There will be two written scored tests. We will test practical knowledge of things explained at lectures and/or lab sessions. We require neither programming nor mathematical proofs. Test questions focus on data analysis, learning algorithms, and evaluation.
Test #1 is shorter (30 minutes) and comes in the midst of the term. Final test #2 is more complex and takes 80 minutes.
These tests should be "closed-book", i.e. you should not use any materials like notes, books, internet, etc. You should use only your own head and a blank sheet of paper for auxiliary calculations. Topics covered for the tests are listed below.
- probability, conditional probability, statistical independence
- simple statistical data analysis: expected values, variation, correlation, median, quantiles
- confusion matrices, inter-annotator agreement
- classifier evaluation
- entropy, conditional entropy
Test #2 – Final written test
Topics of the exercises span almost the whole course. You should be ready to answer questions related to data analysis, learning algorithms, and evaluation methods including statistical tests. Mathematical proofs and neural networks will not be required.
Requirements for obtaining the exam credit
Obtaining the course credit is a prerequisite for taking the examination in the course.
Questions for oral examination:
Machine learning – basic concepts. What is machine learning, motivation examples of practical applications, theoretical foundations of machine learning. Supervised and unsupervised learning. Classification and regression tasks. Training and test examples. Feature vectors. Target variable and prediction function. Entropy, conditional entropy, and mutual information of discrete random variables. Machine learning development cycle.
Curse of dimensionality.Bayes classifier and Bayes error.
- Clustering algorithms. Hierarchical clustering, k-Means algorithm.
- Decision tree learning. Decision tree learning algorithm, splitting criteria, pruning.
- Linear regression. Least square cost function.
- Instance-based learning. k-NN algorithm.
- Logistic regression. Discriminative classifier.
- Naive Bayes learning. Naive Bayes classifier. Bayesian belief networks.
- Support Vector Machines. Large margin classifier, soft margin classifier. Kernel functions. Multiclass classification.
- Ensemble methods. Bagging and boosting. Unstable learning. Boosting regression trees. AdaBoost algorithm. Random Forests.

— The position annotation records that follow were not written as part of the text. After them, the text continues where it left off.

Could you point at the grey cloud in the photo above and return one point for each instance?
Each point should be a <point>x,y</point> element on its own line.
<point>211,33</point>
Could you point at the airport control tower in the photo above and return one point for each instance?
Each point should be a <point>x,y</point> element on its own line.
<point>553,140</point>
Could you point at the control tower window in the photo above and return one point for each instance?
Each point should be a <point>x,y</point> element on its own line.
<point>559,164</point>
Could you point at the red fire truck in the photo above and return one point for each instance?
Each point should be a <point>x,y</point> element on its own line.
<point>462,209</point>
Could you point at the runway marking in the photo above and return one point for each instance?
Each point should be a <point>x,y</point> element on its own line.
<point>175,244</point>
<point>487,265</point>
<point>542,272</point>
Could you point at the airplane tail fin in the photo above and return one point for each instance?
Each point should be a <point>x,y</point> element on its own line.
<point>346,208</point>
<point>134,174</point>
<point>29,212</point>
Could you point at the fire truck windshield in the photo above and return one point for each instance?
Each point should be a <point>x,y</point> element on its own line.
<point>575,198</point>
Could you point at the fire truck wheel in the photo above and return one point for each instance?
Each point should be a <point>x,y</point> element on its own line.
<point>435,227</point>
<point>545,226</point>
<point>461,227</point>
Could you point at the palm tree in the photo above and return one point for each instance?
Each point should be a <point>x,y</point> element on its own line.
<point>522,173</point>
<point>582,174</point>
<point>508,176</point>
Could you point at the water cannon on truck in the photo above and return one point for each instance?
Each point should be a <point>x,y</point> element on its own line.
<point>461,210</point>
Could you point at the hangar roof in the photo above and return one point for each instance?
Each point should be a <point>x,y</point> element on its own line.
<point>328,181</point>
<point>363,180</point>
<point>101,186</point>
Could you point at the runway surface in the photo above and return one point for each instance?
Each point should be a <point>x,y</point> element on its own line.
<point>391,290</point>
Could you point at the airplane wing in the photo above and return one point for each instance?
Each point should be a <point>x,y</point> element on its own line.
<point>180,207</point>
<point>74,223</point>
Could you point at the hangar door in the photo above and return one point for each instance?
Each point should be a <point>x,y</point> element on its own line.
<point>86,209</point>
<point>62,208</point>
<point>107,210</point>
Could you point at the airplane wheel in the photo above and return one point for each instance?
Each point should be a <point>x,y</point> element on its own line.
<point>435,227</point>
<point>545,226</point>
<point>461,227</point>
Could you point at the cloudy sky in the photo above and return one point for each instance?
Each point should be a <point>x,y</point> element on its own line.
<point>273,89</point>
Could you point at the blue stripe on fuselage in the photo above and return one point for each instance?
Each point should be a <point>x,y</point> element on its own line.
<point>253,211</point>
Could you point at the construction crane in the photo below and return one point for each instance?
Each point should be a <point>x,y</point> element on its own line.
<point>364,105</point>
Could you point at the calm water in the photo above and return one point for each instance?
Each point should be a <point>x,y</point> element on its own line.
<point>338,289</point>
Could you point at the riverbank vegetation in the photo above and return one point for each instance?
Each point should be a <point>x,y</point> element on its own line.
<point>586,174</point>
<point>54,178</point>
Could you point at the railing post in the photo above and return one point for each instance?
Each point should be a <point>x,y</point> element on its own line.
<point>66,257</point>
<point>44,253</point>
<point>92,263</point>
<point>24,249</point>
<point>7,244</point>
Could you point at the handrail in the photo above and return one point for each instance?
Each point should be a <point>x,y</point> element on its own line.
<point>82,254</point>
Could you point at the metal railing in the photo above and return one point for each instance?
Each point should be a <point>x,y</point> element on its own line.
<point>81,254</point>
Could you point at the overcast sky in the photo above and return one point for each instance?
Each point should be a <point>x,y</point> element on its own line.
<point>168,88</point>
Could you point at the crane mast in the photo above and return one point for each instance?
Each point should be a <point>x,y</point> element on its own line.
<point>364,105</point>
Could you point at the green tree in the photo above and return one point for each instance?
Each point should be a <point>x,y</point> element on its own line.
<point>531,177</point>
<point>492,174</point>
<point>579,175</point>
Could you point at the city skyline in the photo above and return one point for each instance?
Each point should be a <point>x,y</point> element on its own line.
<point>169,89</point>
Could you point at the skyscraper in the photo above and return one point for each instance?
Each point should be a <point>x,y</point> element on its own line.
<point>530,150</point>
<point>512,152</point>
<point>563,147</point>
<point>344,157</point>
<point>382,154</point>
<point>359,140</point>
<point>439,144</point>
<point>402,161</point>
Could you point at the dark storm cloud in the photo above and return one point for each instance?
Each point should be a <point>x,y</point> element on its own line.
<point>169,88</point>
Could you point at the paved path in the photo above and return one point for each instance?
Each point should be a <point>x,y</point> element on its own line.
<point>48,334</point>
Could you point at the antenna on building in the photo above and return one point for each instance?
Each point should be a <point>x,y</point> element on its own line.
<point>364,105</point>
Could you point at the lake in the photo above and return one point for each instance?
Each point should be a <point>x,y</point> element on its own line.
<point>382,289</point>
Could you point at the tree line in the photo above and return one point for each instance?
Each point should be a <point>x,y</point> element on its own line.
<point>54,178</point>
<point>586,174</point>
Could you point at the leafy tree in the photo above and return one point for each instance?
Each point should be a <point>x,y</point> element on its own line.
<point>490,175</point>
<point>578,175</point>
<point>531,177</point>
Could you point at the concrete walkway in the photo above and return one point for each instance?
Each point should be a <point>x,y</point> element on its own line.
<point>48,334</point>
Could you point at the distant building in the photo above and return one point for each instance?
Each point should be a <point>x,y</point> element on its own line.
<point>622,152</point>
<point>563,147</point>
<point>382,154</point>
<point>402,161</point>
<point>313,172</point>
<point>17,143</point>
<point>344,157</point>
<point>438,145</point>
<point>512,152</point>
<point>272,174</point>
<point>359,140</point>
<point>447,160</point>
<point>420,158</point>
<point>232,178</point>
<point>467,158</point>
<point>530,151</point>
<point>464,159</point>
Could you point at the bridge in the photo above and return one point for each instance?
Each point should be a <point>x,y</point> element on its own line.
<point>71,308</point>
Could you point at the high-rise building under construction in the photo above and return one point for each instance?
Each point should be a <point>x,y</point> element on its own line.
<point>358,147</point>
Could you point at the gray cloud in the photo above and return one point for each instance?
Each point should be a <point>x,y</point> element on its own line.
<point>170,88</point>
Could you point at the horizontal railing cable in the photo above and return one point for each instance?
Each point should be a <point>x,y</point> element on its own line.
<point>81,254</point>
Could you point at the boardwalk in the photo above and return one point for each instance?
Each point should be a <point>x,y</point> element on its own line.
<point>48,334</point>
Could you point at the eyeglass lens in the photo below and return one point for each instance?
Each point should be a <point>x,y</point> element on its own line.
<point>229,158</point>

- Parameters in ML. Learning parameters tuning. Grid search. Gradient descent algorithm. Maximum likelihood estimation.
- Working with development and test data. Sample error, generalization error. Cross-validation, one-leave-out method. Bootstrap methods. Performance measures. Coefficient of determination. Evaluation of binary classifiers. ROC curve.
- Statistical tests. Statistical hypotheses, one-sample and two-sample t-tests, chi-square test of independence and goodness-of-fit test. Significance level, p-value. Using statistical tests for classifier evaluation. Confidence level, confidence intervals.
- Overfitting. How to recognize and avoid. Decision tree pruning. Regularization.
General principles of feature selection. Filters, wrappers, embedded methods. Feature selection using information gain. Forward selection and backward elimination. Principal Component Analysis.
- Foundations of Neural Networks. Single Perceptron and Single Layer Perceptron – learning algorithms and mathematical interpretations. The architecture of multi-layer feed-forward models and the idea of back-propagation training.